1. An antenna, comprising:

a ground plane;

a radiation element, disposed adjacent the ground plane; and

a resonant circuit, coupled between a signal and the radiation element, wherein a ground resonance is excited through the resonant circuit.

2. The antenna of claim 1, wherein the ground plane, the radiation element and the resonant circuit are arranged on a same planar surface, and the planar surface is the surface of a dielectric substrate.

3. The antenna of claim 1, wherein the ground plane defines a non-ground region of the planar surface.

4. The antenna of claim 3, wherein the radiation element and the resonant circuit are disposed in the non-ground region.

5. The antenna of claim 1, wherein the radiation element is at least one of I-shaped, J-shaped or L-shaped.

6. The antenna of claim 1, wherein the resonant circuit comprises a capacitive element and an inductive element arranged in series with one another.

7. The antenna of claim 1, wherein the resonant circuit comprises a capacitive element and an inductive element arranged in parallel with one another.

8. The antenna of claim 1, wherein the resonant circuit is coupled to an end portion of the radiation element.

9. The antenna of claim 1, wherein the resonant circuit is coupled to a central portion of the radiation element.

10. The antenna of claim 1, wherein one end of the radiation element is coupled to the ground plane.

11. The antenna of claim 1, wherein the ground plane, radiation element, and resonant circuit are optimized for global positioning satellite (GPS) frequencies.

12. The antenna of claim 1, wherein a length of the radiation element is less than 0.1-wavelength of a central operating frequency of the antenna.

13. A mobile communication device, comprising:

a substrate;

a ground plane, disposed on the substrate, the ground plane defining, and at least partially surrounding, a non-ground region on the substrate;

a radiation element, disposed on the substrate and in the non-ground region; and

a resonant circuit, disposed on the substrate and in the non-ground region, wherein the resonant circuit is coupled between a signal and the radiation element, and a ground resonance is excited through the resonant circuit.

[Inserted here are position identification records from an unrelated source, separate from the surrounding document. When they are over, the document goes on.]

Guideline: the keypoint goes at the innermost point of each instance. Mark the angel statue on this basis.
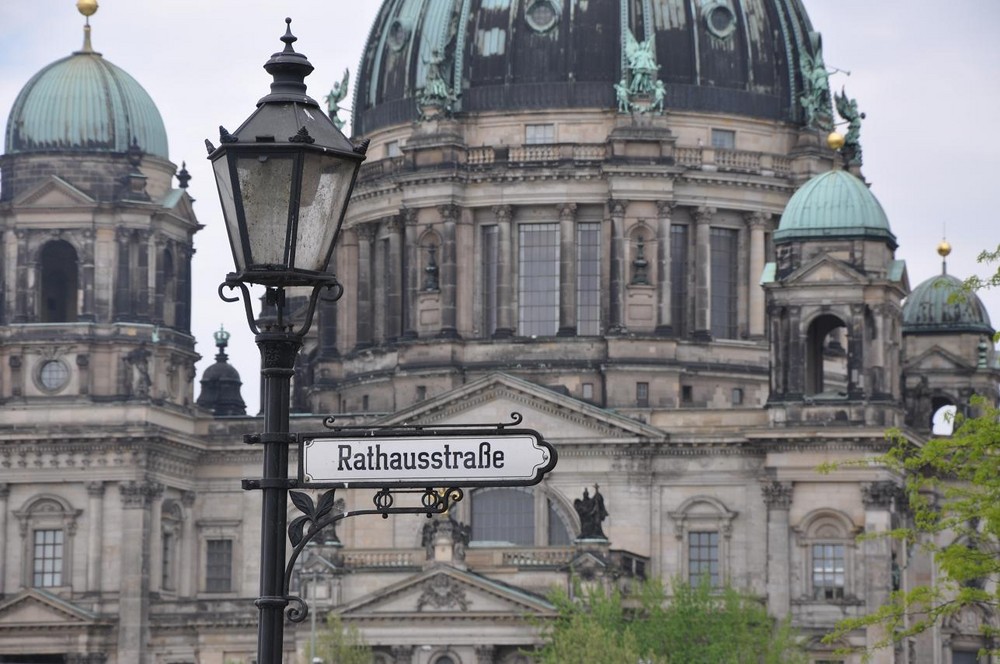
(848, 110)
(337, 95)
(641, 64)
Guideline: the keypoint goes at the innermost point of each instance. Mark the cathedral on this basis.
(642, 228)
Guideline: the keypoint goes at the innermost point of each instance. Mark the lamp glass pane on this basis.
(265, 186)
(326, 182)
(225, 186)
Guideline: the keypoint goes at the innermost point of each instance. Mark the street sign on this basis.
(419, 458)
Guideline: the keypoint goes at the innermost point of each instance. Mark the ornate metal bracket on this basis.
(319, 515)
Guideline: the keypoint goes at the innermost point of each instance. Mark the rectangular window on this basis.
(703, 558)
(539, 134)
(724, 283)
(828, 571)
(679, 278)
(219, 566)
(588, 279)
(724, 138)
(642, 395)
(48, 558)
(538, 280)
(491, 274)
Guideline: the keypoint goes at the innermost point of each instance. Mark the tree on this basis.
(697, 625)
(953, 489)
(340, 644)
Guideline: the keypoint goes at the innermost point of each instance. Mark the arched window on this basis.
(505, 515)
(59, 280)
(826, 357)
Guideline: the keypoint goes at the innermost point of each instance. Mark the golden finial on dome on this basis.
(87, 7)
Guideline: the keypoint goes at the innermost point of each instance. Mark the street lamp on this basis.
(285, 178)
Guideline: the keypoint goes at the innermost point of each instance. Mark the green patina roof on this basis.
(835, 204)
(84, 103)
(929, 308)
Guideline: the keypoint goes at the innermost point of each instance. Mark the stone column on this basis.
(703, 273)
(449, 271)
(664, 287)
(88, 311)
(505, 270)
(618, 267)
(567, 270)
(189, 548)
(757, 221)
(365, 318)
(133, 603)
(778, 498)
(411, 280)
(876, 584)
(394, 273)
(4, 540)
(95, 535)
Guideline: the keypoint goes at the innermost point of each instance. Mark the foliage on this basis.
(953, 489)
(697, 625)
(340, 643)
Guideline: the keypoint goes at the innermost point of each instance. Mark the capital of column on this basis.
(777, 495)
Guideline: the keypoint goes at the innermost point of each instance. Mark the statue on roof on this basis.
(815, 98)
(337, 95)
(848, 110)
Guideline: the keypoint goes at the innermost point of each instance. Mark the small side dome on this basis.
(220, 384)
(835, 204)
(84, 103)
(928, 309)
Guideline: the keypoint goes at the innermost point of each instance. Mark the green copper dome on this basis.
(835, 204)
(84, 103)
(929, 309)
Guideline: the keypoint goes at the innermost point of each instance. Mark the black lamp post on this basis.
(284, 179)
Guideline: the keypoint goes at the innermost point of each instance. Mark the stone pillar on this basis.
(703, 273)
(394, 273)
(664, 288)
(567, 270)
(778, 498)
(449, 271)
(365, 316)
(87, 276)
(4, 540)
(189, 548)
(505, 269)
(757, 221)
(123, 295)
(618, 266)
(876, 584)
(411, 279)
(133, 569)
(95, 535)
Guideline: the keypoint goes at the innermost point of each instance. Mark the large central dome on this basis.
(729, 56)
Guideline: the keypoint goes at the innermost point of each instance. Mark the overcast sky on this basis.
(927, 74)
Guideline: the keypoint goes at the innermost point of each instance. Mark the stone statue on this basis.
(337, 95)
(815, 99)
(848, 110)
(592, 512)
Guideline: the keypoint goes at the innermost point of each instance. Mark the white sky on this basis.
(927, 74)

14. The mobile communication device of claim 13, wherein the radiation element is at least one of I-shaped, J-shaped or L-shaped.

15. The mobile communication device of claim 13, wherein the resonant circuit comprises a capacitive element and an inductive element arranged in series with one another or arranged in parallel with one another.

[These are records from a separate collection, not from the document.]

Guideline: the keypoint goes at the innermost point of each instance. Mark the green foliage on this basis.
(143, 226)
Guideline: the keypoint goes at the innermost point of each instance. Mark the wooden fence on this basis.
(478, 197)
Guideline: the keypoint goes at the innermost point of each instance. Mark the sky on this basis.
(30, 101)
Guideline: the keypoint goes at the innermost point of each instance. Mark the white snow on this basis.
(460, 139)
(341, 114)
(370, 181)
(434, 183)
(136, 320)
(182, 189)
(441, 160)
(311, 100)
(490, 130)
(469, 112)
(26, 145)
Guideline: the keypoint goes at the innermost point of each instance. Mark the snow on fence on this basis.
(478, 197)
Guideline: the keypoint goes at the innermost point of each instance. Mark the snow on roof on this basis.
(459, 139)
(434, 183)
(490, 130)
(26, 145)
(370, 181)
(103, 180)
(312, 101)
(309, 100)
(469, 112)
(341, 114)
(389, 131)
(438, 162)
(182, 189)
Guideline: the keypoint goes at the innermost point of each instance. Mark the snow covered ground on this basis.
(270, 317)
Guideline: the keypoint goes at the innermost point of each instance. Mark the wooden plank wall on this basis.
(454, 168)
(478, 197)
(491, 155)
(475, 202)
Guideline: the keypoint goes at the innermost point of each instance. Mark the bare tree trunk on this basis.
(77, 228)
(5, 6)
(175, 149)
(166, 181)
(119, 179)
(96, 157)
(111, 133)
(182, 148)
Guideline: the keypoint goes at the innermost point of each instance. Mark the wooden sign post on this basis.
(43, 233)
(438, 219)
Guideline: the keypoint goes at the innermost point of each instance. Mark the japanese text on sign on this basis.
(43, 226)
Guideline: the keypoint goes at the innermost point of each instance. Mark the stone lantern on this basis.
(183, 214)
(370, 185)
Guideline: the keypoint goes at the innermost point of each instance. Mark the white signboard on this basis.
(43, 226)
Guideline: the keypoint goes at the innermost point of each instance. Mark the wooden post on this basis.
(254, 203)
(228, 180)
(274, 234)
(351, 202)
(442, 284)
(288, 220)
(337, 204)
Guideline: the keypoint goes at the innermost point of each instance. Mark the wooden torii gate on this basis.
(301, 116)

16. The mobile communication device of claim 13, wherein the resonant circuit is coupled to an end portion of the radiation element.

17. The mobile communication device of claim 13, wherein the resonant circuit is coupled to a central portion of the radiation element.

18. The mobile communication device of claim 13, wherein one end of the radiation element is coupled to the ground plane.

19. The mobile communication device of claim 13, wherein the ground plane, radiation element, and resonant circuit are optimized for global positioning satellite (GPS) frequencies.

20. The mobile communication device of claim 13, wherein a length of the radiation element is less than 0.1-wavelength of a central operating frequency of the antenna.